La sombra dura proyectada por el sol del mediodía sobre la cancha eleva el brazo al cielo extendiendo la raqueta hacia las nubes para golpear con una fuerza insospechada desde el extremo de la línea de servicio, la pelota de fieltro amarrillento. Cinco milisengundos tardará el objeto de goma en chocar con el encordado para llegar al corazón del terreno contrincante y volver a la superficie que la lanzó inicialmente.

Samuel Groth logró un saque en 2012 a una velocidad de 263 km/h, destronando al croata Ivo Karlovic, que un año antes había logrado un servicio de 251 km/h. El rebote entre raquetas anuncia el inicio de un diálogo o de una discusión amplificada por el eco del lugar que acompañaremos girando el cuello de un lado hacia el otro, justo como viaja la pelota.

Esto es Postales.

El abdomen se contrae, los pies se plantan con fuerza trazando imaginariamente una diagonal, el cuerpo se desplaza levemente hacia un costado acercando el brazo que buscará como un imán lo haría con el metal, atraer la pelota para asegurar al menos un revés.

No hay inmovilidad en este juego, incluso si se aparenta espera. El jugador es una mole en potencia que teje su propia red de trayectos posibles.

Derecha, remate. El hombro es la llave que hace eficaz esta mecánica, apoyado por tobillos, rodillas, cintura, el cuerpo es una máquina que articula estrategias contra vientos y complicaciones climáticas.

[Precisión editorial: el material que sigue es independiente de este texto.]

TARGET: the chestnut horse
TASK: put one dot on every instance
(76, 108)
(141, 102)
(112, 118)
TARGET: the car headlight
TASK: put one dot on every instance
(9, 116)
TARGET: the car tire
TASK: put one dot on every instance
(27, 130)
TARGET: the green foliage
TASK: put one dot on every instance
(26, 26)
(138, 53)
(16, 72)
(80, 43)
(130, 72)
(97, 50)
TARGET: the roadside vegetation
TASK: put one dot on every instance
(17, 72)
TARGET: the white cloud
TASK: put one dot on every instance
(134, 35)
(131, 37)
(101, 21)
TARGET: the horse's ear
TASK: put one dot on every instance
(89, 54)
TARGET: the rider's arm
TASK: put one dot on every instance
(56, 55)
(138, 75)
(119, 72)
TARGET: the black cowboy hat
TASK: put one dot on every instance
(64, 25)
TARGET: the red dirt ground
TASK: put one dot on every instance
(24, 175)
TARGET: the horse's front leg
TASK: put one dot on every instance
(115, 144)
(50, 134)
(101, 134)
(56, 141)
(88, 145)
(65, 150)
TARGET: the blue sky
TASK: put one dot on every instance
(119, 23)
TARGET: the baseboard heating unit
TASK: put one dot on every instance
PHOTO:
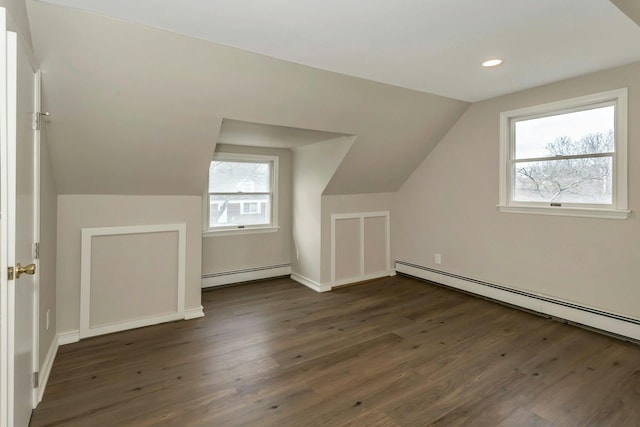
(607, 322)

Pericles ha sido arrojado moribundo a la costa griega y es descubierto por un grupo de pescadores que le ve cara de pelota en esa gran cancha de tenis donde juegan, mientras suplica que se compadezcan.

Se dice que el tenis es superficial y burgués, no obstante, posee un encanto que atrae obsesivos y meditabundos por igual. A diferencia de otros deportes en equipo, este es muy probablemente, uno de los más solitarios.

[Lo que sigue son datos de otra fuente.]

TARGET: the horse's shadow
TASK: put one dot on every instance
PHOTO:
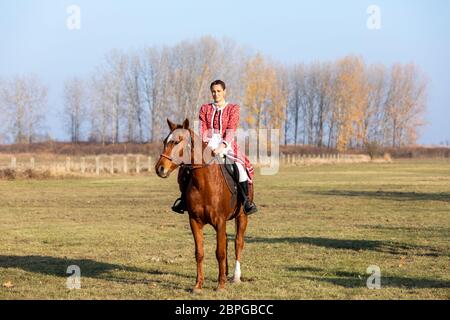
(55, 266)
(354, 280)
(390, 247)
(387, 195)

Ahí, sobre una superficie sintética de un verde pastoso se juegan las agonías más hipnóticas y extenuantes.

Con la fuerza de un huracán, dos mundos, cada uno en un extremo, entran en contacto mediante bolas imparables que se transforman en giros efectistas, golpes efectivos, y sueños que son mariposas y poemas rompiéndose entre derrotas y victorias.